Renata Śliwińska

Personal information
- Born: 5 September 1996 (age 29) Skwierzyna, Poland

Sport
- Country: Poland
- Sport: Para-athletics
- Disability: Short stature
- Disability class: F40
- Events: Discus throw; Shot put;

Medal record
Women's para-athletics
Representing Poland
Paralympic Games
| Gold medal – first place | 2020 Tokyo | Shot put F40 |
| Silver medal – second place | 2024 Paris | Shot put F40 |
World Championships
| Gold medal – first place | 2023 Paris | Shot put F40 |
| Silver medal – second place | 2017 London | Shot put F40 |
| Silver medal – second place | 2019 Dubai | Shot put F40 |
European Championships
| Gold medal – first place | 2018 Berlin | Shot put F40 |
| Gold medal – first place | 2021 Bydgoszcz | Shot put F40 |
| Silver medal – second place | 2018 Berlin | Discus throw F41 |
| Silver medal – second place | 2021 Bydgoszcz | Discus throw F41 |

= Renata Śliwińska =

Polish Paralympic athlete (born 1996)

Renata Śliwińska (born 5 September 1996) is a Polish Paralympic athlete competing in F40-classification discus throw and shot put events. She won the gold medal in the women's shot put F40 event at the 2020 Summer Paralympics held in Tokyo, Japan. In this event, she is also a two-time gold medalist at the World Para Athletics European Championships and a three-time medalist, including gold, at the World Para Athletics Championships.

==Career==
In 2016, Śliwińska represented Poland at the Summer Paralympics and she competed in both the women's discus throw F41 and women's shot put F40 events.
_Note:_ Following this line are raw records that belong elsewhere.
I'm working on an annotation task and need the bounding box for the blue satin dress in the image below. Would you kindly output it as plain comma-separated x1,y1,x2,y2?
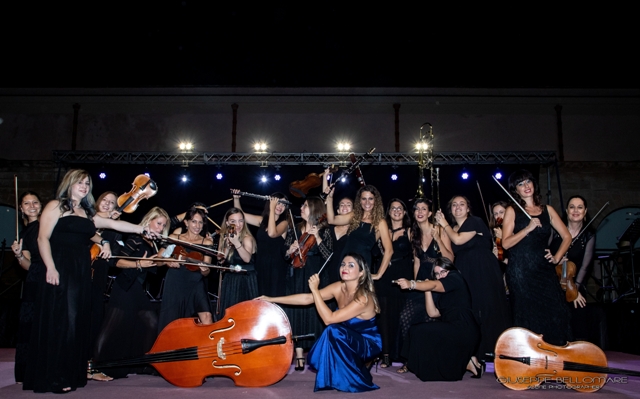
307,317,382,392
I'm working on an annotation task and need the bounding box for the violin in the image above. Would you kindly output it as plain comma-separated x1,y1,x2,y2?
289,215,327,269
163,245,206,272
116,175,158,213
556,258,578,302
94,300,293,388
289,166,338,198
496,218,504,262
493,327,640,392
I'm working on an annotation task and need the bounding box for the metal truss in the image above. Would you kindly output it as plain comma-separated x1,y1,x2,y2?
53,151,556,166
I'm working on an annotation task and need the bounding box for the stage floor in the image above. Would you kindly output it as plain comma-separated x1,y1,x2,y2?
0,348,640,399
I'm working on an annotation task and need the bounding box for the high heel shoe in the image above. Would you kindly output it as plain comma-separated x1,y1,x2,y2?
380,354,391,369
471,360,487,378
294,357,305,371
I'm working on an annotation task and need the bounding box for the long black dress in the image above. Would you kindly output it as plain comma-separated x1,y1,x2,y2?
14,220,44,382
158,236,211,332
283,228,333,350
255,228,288,296
402,270,480,381
340,222,376,268
549,229,604,345
451,216,511,359
374,229,416,360
94,235,158,378
91,229,122,357
507,207,572,345
23,216,96,392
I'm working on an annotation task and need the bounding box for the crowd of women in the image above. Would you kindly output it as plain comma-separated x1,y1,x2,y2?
12,170,595,392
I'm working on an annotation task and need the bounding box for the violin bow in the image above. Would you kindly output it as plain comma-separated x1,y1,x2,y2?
13,175,20,242
476,180,491,223
491,176,531,219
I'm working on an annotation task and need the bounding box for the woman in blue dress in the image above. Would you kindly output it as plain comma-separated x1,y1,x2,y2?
260,253,382,392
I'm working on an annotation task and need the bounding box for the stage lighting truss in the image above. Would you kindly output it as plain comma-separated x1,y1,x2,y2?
53,151,556,166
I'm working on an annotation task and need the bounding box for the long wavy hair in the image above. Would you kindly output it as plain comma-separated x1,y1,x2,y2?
96,191,118,213
260,192,289,230
56,169,96,220
447,195,473,225
509,169,542,208
347,184,384,234
489,201,509,231
138,206,171,236
411,198,433,256
20,190,42,226
219,207,258,261
431,256,458,280
297,197,328,231
342,252,380,313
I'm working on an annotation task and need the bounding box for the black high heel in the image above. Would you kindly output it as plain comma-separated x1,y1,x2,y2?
471,360,487,378
294,357,305,371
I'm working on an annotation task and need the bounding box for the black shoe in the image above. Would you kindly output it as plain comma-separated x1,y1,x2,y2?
471,360,487,378
294,357,305,371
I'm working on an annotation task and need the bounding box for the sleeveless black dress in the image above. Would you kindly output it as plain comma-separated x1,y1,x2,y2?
23,216,96,392
374,229,412,360
507,206,572,345
94,235,158,378
158,236,211,333
255,228,288,296
451,216,512,359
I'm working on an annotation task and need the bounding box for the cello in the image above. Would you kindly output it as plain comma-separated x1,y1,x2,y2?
93,300,293,388
494,327,640,392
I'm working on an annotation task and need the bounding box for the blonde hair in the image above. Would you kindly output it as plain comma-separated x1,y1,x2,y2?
138,206,171,236
347,185,385,234
56,169,96,219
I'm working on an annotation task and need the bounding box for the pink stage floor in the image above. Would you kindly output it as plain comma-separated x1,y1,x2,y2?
0,348,640,399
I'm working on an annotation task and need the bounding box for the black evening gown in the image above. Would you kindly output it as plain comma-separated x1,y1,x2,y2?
220,250,259,313
340,222,376,269
255,228,288,296
451,216,511,359
374,230,412,360
158,241,211,333
90,229,122,357
283,228,332,350
549,229,604,345
402,271,480,381
94,235,158,378
507,206,572,345
14,220,44,382
23,216,96,392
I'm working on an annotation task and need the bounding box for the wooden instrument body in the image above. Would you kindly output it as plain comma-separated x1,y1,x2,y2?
147,300,293,388
556,260,578,302
494,327,607,392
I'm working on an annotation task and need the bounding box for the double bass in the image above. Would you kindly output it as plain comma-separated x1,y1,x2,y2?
494,327,640,392
94,300,293,388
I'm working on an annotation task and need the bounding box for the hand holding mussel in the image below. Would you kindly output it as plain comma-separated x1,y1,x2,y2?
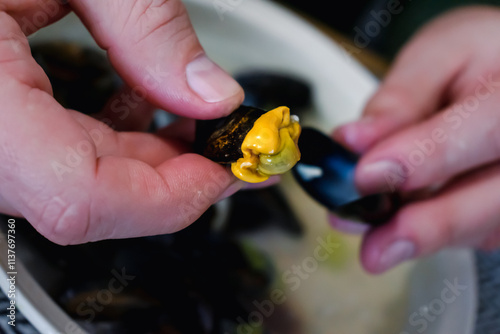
195,106,399,226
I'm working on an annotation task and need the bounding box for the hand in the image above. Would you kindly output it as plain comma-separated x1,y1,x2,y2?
331,7,500,273
0,0,243,244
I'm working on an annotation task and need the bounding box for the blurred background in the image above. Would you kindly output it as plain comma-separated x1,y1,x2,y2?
278,0,500,61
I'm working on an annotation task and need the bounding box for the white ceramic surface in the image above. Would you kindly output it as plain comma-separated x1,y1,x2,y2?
0,0,476,334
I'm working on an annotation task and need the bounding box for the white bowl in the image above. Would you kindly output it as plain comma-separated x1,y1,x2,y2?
0,0,477,334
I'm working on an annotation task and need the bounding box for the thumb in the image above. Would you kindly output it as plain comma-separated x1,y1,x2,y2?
71,0,243,119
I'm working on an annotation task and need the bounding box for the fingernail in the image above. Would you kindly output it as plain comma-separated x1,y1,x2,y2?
329,215,370,235
356,160,404,193
215,180,246,202
186,55,242,103
377,240,416,272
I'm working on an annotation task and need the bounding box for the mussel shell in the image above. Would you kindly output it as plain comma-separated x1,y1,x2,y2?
194,106,266,164
31,41,122,114
292,127,400,226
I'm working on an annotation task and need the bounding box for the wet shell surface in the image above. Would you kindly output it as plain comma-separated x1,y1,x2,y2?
195,106,301,183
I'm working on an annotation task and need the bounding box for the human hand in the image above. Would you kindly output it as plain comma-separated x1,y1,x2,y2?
331,7,500,273
0,0,243,244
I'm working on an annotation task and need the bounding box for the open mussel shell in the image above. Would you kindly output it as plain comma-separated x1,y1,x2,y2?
292,127,399,226
194,106,266,164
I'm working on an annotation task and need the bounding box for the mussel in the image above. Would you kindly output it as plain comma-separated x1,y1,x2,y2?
292,127,401,227
195,106,301,183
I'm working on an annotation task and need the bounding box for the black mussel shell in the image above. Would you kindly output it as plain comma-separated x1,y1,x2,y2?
194,106,266,164
31,41,121,114
235,70,312,114
292,127,399,226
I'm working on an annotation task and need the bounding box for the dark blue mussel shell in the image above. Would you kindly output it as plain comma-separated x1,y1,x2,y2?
292,127,399,226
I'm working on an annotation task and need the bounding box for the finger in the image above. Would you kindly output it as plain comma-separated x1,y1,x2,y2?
356,85,500,193
71,0,243,119
361,165,500,273
0,0,71,36
32,154,241,244
92,86,156,131
334,9,472,153
70,111,190,167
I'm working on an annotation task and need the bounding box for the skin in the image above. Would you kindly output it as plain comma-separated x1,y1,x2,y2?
330,7,500,273
0,0,243,245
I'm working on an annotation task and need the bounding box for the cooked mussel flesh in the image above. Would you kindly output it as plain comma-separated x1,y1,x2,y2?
195,106,301,183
In the women's discus throw event she set a new world record of 23.34. She represented Poland at the 2020 Summer Paralympics in the women's shot put F40 event after she finished 2nd in the women's shot put F40 event at the 2019 World Para Athletics Championships held in Dubai, United Arab Emirates.

Śliwińska won the gold medal in the women's shot put F40 event at the 2018 World Para Athletics European Championships in Berlin, Germany. She also won the silver medal in the women's discus throw F41 event.